O vice-primeiro-ministro britânico, David Lammy, disse ao Europe Today que a política externa do país, incluindo o apoio à Ucrânia e os esforços para restabelecer os laços com a UE, se manterá inalterada quando um novo primeiro-ministro assumir após a saída de Keir Starmer.
O Reino Unido vai assegurar a continuidade da sua política externa quando for nomeado um novo líder trabalhista e primeiro-ministro, disse o vice-primeiro-ministro David Lammy ao Europe Today, depois de o primeiro-ministro cessante, Keir Starmer, ter garantido uma "transição ordenada" para um novo governo trabalhista.
"Não há absolutamente qualquer dúvida quanto a uma mudança na nossa política externa", afirmou Lammy numa entrevista à Conferência para a Reconstrução da Ucrânia, em Gdańsk, na Polónia, onde o Reino Unido prometeu mais 290 milhões de libras (340 milhões de euros) para apoiar a recuperação da Ucrânia e a segurança energética.
"Continuámos comprometidos com a Ucrânia através de sucessivos governos, e isso vai manter-se", acrescentou. "E deixámos bem claro que estamos a reconectar-nos com a comunidade internacional, a fazer um reajuste europeu; tudo isso continua".

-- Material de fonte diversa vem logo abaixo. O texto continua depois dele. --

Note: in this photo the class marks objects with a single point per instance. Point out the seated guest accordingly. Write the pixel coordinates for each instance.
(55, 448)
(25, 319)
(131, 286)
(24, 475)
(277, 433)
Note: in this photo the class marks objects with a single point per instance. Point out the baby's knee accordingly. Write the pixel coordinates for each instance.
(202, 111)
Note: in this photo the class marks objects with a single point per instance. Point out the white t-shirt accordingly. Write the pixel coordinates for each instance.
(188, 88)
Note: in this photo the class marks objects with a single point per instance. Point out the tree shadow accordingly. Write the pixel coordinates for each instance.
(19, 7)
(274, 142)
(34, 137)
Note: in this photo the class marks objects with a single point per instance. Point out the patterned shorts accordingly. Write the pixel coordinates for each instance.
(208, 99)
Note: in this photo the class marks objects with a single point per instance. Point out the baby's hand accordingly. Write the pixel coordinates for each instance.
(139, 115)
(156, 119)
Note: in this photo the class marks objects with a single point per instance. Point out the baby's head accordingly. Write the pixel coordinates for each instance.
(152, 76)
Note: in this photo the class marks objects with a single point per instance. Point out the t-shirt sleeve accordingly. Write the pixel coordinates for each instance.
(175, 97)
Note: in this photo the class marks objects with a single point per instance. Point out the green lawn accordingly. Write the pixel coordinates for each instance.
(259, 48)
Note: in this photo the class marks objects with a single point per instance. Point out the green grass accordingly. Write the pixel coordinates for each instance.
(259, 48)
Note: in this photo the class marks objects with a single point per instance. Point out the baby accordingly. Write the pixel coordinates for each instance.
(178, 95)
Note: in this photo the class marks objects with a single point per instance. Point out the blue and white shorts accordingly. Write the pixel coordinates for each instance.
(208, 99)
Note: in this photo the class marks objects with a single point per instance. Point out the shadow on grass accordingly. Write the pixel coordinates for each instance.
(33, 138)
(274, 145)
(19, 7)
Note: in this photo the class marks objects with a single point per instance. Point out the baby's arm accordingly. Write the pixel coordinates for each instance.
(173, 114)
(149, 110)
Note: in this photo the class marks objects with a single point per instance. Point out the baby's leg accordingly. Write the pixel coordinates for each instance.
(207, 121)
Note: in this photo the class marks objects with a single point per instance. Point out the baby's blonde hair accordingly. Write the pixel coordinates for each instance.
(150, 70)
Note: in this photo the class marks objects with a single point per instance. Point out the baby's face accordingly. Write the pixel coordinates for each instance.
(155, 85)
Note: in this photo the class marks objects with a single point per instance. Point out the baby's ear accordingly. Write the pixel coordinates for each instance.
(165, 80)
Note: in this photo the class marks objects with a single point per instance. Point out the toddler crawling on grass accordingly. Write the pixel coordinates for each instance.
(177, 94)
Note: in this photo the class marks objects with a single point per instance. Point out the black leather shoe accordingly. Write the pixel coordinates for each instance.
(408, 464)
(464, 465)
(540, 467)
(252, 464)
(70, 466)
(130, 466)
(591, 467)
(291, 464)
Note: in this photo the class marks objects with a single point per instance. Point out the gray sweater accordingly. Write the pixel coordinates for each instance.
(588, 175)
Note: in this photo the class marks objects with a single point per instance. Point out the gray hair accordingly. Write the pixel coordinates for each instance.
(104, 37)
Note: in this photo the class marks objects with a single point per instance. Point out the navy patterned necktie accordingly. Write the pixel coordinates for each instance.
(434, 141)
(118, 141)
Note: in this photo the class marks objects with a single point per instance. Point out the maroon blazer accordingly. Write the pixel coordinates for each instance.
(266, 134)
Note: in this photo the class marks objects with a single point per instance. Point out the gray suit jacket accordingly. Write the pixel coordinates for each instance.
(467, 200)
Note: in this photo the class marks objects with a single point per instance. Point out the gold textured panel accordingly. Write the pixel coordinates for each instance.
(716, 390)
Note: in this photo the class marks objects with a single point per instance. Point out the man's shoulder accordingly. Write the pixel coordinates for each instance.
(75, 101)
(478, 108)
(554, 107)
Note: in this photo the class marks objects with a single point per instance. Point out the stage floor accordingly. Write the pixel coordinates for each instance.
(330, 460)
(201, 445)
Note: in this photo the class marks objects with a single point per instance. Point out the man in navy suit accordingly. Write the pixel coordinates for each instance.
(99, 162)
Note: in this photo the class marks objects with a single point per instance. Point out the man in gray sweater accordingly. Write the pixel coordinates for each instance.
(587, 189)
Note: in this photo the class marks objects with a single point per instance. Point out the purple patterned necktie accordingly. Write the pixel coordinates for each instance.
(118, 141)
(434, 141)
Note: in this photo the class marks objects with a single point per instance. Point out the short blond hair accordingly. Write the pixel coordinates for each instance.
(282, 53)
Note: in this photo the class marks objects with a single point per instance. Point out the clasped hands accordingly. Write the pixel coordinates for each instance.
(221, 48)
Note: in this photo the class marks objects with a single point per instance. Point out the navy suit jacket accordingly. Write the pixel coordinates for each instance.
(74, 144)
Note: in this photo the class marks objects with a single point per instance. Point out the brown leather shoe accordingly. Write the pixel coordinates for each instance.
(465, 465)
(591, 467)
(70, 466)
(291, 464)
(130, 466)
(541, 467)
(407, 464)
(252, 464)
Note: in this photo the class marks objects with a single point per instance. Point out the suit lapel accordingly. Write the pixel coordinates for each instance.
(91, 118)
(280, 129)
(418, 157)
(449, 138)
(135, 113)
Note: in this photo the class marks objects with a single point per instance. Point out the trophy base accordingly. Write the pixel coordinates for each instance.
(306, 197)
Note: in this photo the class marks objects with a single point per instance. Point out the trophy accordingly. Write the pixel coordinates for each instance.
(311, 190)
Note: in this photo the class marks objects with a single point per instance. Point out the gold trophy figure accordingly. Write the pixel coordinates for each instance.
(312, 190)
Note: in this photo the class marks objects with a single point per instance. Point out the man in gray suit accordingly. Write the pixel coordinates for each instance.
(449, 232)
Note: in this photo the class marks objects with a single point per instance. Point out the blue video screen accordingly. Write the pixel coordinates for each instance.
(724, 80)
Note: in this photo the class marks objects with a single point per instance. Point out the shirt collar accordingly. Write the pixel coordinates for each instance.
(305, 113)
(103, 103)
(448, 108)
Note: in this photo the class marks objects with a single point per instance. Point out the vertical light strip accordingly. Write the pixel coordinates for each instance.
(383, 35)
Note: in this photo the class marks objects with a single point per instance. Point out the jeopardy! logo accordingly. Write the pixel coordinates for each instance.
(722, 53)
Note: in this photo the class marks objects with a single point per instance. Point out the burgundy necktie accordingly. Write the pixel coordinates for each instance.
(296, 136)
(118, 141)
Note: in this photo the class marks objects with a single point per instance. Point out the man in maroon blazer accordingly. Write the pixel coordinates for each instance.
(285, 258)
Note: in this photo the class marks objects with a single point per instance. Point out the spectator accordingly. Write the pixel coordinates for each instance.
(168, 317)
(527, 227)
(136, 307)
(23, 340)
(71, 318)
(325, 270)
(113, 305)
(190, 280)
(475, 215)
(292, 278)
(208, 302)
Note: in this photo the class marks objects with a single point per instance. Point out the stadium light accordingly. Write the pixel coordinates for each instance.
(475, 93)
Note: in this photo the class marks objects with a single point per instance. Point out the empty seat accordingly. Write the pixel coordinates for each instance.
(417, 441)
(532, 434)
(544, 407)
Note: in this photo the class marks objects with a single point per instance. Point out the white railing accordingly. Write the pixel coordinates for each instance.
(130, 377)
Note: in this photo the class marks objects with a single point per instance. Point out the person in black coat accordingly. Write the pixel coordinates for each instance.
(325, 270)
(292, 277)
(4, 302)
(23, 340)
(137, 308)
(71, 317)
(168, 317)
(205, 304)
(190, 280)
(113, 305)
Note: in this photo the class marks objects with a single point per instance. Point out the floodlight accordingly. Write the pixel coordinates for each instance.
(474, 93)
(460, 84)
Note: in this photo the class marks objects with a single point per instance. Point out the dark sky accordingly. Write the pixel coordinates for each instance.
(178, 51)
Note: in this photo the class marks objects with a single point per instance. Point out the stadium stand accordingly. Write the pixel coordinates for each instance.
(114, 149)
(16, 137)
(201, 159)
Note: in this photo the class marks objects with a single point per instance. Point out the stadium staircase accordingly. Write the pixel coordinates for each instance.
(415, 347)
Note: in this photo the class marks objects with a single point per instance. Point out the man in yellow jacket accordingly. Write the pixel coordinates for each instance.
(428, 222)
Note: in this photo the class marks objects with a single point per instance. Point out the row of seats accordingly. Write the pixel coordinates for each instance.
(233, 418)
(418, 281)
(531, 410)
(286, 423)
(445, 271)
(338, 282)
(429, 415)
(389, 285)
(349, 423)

Keir Starmer apresentou na segunda-feira um calendário para a sua demissão numa altura em que se multiplicam os apelos dentro do Partido Trabalhista para uma mudança de liderança, à medida que perde apoio em benefício do partido de extrema-direita Reform UK de Nigel Farage, que lidera as sondagens.
Andy Burnham, antigo presidente da Câmara da Grande Manchester, é atualmente apontado como candidato único ao cargo e poderá assumir funções já a 17 de julho. Percebe-se que Starmer está a permitir que Burnham receba informações governamentais para assegurar uma transição sem sobressaltos.
Lammy, que foi ministro dos Negócios Estrangeiros do Reino Unido até setembro passado, era considerado um aliado fiel de Starmer, mas afirmou que Burnham terá o seu "total apoio".
Espera-se de forma generalizada que um governo Burnham mantenha os principais princípios de política externa de Starmer, nomeadamente o aprofundamento das relações comerciais e económicas com a União Europeia, para derrubar os obstáculos à cooperação criados pelo referendo ao Brexit.
Em resposta à transição política em Londres, foi agora adiada a cimeira UE-Reino Unido prevista para 22 de julho, onde se esperava que ambas as partes concluíssem acordos sobre importações agroalimentares, comércio de emissões e mobilidade juvenil.
Ucrânia: momento de a manter em combate
Lammy disse ao Europe Today esperar que o "ímpeto" em relação à Ucrânia seja transportado para a cimeira da NATO que se realiza em Ancara, a 7 e 8 de julho, depois de um raro momento de unidade transatlântica sobre a Ucrânia na cimeira do G7 da semana passada, em França.
Uma declaração conjunta sobre a Ucrânia, aprovada por todos os líderes do G7, incluindo o presidente dos Estados Unidos, Donald Trump, reavivou as esperanças europeias de que Washington possa consolidar o seu apoio a Kiev e aumentar a pressão sobre Moscovo.
"Creio que, nas próximas semanas, veremos na NATO que os Estados Unidos reconhecem que os europeus estão a intensificar os nossos compromissos com a defesa e com a despesa em toda a Europa", afirmou Lammy.
Mas a frustração de Trump com os aliados europeus, devido à sua relutância em acudir-lhe no Irão, com muitos países a recusarem aos Estados Unidos o uso das suas bases militares, alimentou receios de que Washington possa recuar na Ucrânia em retaliação.
Lammy apelou, porém, ao "reconhecimento" de que foram utilizadas bases europeias, incluindo no Reino Unido, para "apoiar esforços no estreito de Ormuz". Citou também o trabalho de Starmer e do presidente francês, Emmanuel Macron, na formação da denominada Coligação dos Dispostos, um grupo de aliados que tem vindo a preparar-se para desminar e garantir a liberdade de navegação no estreito de Ormuz, assim que estiver em vigor um acordo de paz permanente.
"Por todas essas razões, espero assistir a uma cimeira da NATO bem-sucedida", disse.
Prometeu ainda continuar a sancionar a economia russa, "apertando o cerco ao (...) dinheiro russo ilícito que está a financiar esta guerra", sublinhando que este é o "momento para manter a Ucrânia em combate".